Poderia escrever também pela minha batalha contra os estúpidos,
Aqueles que são grosseiros de graça, que nada enxergam além do próprio nariz.
Ou por aqueles que se deixam levar pela ganância, extremamente cúpidos.
Pessoas que passam por cima de outras pra conseguir o que pensam que é ser feliz.

Ou talvez sobre minhas guerras e consequentes fracassos ou vitórias totalmente pessoais,
Aquelas que envolvem questões familiares, comuns e, no entanto, tão únicas.
Pessoas inconvenientes, ingratas, estilo "tudo fala e nada faz",
Questões financeiras. Lembranças sem utilidade, nem ao menos lúdicas.

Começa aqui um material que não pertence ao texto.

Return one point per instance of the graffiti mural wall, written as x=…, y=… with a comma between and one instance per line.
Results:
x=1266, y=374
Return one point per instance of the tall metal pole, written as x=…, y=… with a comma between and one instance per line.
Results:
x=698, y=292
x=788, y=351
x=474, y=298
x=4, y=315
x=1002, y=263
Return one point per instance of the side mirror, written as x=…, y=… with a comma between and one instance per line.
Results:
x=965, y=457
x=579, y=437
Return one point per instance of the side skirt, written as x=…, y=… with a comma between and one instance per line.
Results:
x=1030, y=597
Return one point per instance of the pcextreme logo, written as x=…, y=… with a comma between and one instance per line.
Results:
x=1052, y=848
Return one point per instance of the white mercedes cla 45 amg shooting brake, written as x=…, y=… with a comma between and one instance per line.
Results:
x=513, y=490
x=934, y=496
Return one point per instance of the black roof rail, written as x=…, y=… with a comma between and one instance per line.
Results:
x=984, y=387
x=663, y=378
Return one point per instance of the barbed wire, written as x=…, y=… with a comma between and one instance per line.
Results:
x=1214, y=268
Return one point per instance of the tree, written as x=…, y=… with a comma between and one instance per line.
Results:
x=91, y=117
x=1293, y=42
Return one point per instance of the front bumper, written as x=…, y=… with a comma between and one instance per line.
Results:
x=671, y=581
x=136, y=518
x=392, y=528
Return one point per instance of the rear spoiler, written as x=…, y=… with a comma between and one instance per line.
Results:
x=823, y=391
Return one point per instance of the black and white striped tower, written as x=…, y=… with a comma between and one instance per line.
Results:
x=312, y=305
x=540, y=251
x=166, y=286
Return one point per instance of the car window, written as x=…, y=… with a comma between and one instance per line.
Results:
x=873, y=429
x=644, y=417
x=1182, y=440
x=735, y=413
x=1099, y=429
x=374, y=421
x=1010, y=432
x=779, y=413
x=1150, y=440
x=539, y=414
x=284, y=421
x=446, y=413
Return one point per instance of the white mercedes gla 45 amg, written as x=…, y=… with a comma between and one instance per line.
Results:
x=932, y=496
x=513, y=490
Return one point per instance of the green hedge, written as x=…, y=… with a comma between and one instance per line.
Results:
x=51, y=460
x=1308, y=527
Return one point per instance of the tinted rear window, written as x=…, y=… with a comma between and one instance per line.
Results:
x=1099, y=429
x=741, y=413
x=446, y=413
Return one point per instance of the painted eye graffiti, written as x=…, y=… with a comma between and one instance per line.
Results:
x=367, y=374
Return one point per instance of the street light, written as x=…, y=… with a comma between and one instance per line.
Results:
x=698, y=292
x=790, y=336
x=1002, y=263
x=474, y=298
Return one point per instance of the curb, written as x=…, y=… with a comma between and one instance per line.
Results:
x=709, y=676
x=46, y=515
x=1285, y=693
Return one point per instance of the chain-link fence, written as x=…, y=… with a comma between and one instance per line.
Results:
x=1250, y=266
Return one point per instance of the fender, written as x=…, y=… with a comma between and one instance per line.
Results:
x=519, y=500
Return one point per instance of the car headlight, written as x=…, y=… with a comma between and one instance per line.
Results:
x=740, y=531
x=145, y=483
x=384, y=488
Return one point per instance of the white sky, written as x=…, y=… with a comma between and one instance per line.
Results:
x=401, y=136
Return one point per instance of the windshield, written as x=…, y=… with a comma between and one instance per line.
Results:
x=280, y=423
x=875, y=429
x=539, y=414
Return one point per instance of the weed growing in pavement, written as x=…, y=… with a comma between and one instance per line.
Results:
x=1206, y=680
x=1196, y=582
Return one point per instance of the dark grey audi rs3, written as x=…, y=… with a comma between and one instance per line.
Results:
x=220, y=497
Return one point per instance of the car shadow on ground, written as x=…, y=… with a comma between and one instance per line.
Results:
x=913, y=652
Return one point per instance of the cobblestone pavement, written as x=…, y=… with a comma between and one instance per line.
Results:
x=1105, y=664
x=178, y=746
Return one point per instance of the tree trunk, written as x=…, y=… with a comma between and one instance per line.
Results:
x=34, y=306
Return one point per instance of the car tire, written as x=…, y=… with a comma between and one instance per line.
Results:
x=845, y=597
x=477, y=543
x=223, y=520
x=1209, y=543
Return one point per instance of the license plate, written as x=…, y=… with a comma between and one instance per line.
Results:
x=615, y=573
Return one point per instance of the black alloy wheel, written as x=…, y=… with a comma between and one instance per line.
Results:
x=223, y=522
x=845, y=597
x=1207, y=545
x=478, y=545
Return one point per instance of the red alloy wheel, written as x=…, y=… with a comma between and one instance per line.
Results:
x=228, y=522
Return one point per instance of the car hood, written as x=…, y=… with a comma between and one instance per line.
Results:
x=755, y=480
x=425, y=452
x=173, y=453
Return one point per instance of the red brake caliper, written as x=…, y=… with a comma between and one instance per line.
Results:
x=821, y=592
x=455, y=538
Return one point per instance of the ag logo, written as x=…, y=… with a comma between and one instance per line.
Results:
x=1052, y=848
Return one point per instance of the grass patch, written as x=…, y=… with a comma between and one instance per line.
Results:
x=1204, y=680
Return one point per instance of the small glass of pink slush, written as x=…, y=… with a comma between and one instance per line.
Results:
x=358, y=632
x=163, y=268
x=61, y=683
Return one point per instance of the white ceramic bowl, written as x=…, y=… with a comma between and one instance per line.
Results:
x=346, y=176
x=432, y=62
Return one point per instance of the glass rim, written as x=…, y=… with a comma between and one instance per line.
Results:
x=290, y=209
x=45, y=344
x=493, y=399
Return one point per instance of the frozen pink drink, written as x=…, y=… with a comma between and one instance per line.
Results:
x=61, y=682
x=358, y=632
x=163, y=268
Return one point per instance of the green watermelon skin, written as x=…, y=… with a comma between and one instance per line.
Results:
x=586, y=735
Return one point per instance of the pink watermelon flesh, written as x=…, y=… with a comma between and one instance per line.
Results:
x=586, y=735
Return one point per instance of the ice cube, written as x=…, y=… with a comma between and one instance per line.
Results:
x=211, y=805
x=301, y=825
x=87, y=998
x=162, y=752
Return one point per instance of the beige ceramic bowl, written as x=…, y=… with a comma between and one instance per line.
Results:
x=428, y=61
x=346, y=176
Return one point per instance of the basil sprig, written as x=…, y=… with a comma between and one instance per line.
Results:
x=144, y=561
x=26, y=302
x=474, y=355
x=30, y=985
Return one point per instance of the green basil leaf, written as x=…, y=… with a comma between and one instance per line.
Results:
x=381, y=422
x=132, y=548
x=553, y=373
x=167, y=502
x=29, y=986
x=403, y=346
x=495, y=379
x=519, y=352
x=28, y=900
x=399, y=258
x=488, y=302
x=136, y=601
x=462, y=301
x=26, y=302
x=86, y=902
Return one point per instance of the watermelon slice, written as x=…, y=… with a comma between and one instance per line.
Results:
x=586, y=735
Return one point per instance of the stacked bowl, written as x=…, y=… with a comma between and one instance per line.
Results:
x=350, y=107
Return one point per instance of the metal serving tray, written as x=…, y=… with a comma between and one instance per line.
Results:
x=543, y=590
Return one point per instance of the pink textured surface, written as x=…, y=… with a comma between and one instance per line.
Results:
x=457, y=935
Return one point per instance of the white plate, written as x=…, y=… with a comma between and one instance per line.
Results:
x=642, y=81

Com um pouco mais de perseverança eu escreveria um poema inteiro sobre a política,
E é claro, minha, e creio que nossa, árdua luta contra a corrupção nela presente.
Políticos embriagados pelo mau-caratismo, como se este fosse uma bebida etílica.
Escândalos, roubos. Estão em seus postos por e para si mesmos, não pra fazer pela gente.

Sem me importar em ser 'quase-um-pouco-talvez' polêmica,
Posso falar da minha luta contra esse "povo-gado", que se deixa dominar.
É persuadido pela mídia, pelas falsas promessas. Gente isquêmica.
Sangue não corre, cérebro não funciona. Pensamento próprio não mais há.

Poderia me dar ao luxo de ser um pouco infantil, quase até convém com minha idade;
E dizer que luto contra os falsos amores adolescentes,
Os quais eu julgo tão tolos. Vivo só os verdadeiros. Desprezo esses sem vida, sem seriedade.
Sem amor, afinal. Há quem diga que ele não exista, mas eu e muitos mais continuaremos crentes.

No final das contas escrevi um poema sobre diversos aspectos que me causam tristeza,
E afirmo, sem sombra de dúvida, eu consigo ser feliz e continuar lutando apesar de tudo.
Sofro, choro, quase entro em desatino. Mas enxergo em meio a isso até mesmo beleza.
E admiro quem de algum modo não se mantém alheio: cego, surdo e mudo.

Então tento fazer a minha parte, da meneira que me for possível,
E vou lutando contra as injustiças, tão erradas e tão reais. Não sou guerreira.
Mas sou humana e não estou disposta a perder minha humanidade. O ruim não é invisível.
Só não vê quem não quer, e quem não quer já não é mais humano. Não sou freira.

Porém não sou má. Pequena, mas com sonhos e planos grandes.
E por conseguir ser feliz e, embora com muita dor, continuar nessa batalha,
Eu digo e afirmo: Sou vencedora. À medida que posso, corto mazelas com frandes,
E sei que a justiça dos homens é torta, porém a de Deus não falha.